In Angular I have implemented JWT authentication. While trying to implement AuthGuard security for role based authentication , it is not working
Here is my code..
Auth.guard.ts
import { Injectable } from '@angular/core';
import { Router, CanActivate, ActivatedRouteSnapshot, RouterStateSnapshot } from '@angular/router';
import { BehaviorSubject } from 'rxjs';
import { User } from '../data/schema/user';
import { TokenStorageService } from '../data/service/token-storage.service';
@Injectable({ providedIn: 'root' })
export class AuthGuard implements CanActivate {
private userSubject: BehaviorSubject<User>;
constructor(
private router: Router,
private tokenStorageService: TokenStorageService
) { }
canActivate(route: ActivatedRouteSnapshot, state: RouterStateSnapshot) {
console.log("Access token in auth gaurd", this.tokenStorageService.getToken())
const user = this.tokenStorageService.getUser();
console.log("Auth gaurd user is "+user.roles);
if (user) {
// check if route is restricted by role
console.log("Authgaurd route route is ", route.data.roles ,route.data.roles.indexOf(user.role) )

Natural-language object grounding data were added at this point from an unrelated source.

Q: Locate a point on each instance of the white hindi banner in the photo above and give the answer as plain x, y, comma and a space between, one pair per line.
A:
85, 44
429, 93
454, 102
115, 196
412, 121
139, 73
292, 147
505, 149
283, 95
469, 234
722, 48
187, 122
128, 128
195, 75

if (route.data.roles && route.data.roles.indexOf(user.role) === -1) {
// role not authorised so redirect to home page
this.router.navigate(['/']);
return false;
}
// authorised so return true
return true;
}
// not logged in so redirect to login page with the return url
this.router.navigate(['/login'], { queryParams: { returnUrl: state.url } });
return false;
}
}
TokenStorageService.ts
import { Injectable } from '@angular/core';
const TOKEN_KEY = 'auth-token';
const USER_KEY = 'auth-user';
@Injectable({
providedIn: 'root'
})
export class TokenStorageService {
private roles: string[] = [];
isLoggedIn = false;
isAdmin = false;
constructor() { }
public saveToken(token: string): void {
window.sessionStorage.removeItem(TOKEN_KEY);
window.sessionStorage.setItem(TOKEN_KEY, token);
}
public getToken(): string | null {
return window.sessionStorage.getItem(TOKEN_KEY);
}
public saveUser(user: any): void {
window.sessionStorage.removeItem(USER_KEY);
window.sessionStorage.setItem(USER_KEY, JSON.stringify(user));
}
public getUser(): any {
const user = window.sessionStorage.getItem(USER_KEY);
if (user) {
return JSON.parse(user);
}
return {};
}
isUserLoggedIn() {
return !(this.getUser() === null)
}
signOut(): void {
window.sessionStorage.clear();
}
}
The image of values I am printing from AuthGuard.ts
Here is my schema code..
User.ts
export class User {
id: number;
username: string;
password: string;
email:string;
firstName: string;
lastName: string;
created_date: Date;
}
roles.ts
import { ERole } from "./ERole";
export class Role {
userid: number;
roleid:number
}
ERole.ts
export enum ERole {
user = 'ROLE_USER' ,//1
mod='ROLE_MODERATOR',//2
admin = 'ROLE_ADMIN'//3
}
in sql i have mamy to mamy relationship between role and user
so user and roles have columns as defined in schema and erole table has columns roleid and rolename.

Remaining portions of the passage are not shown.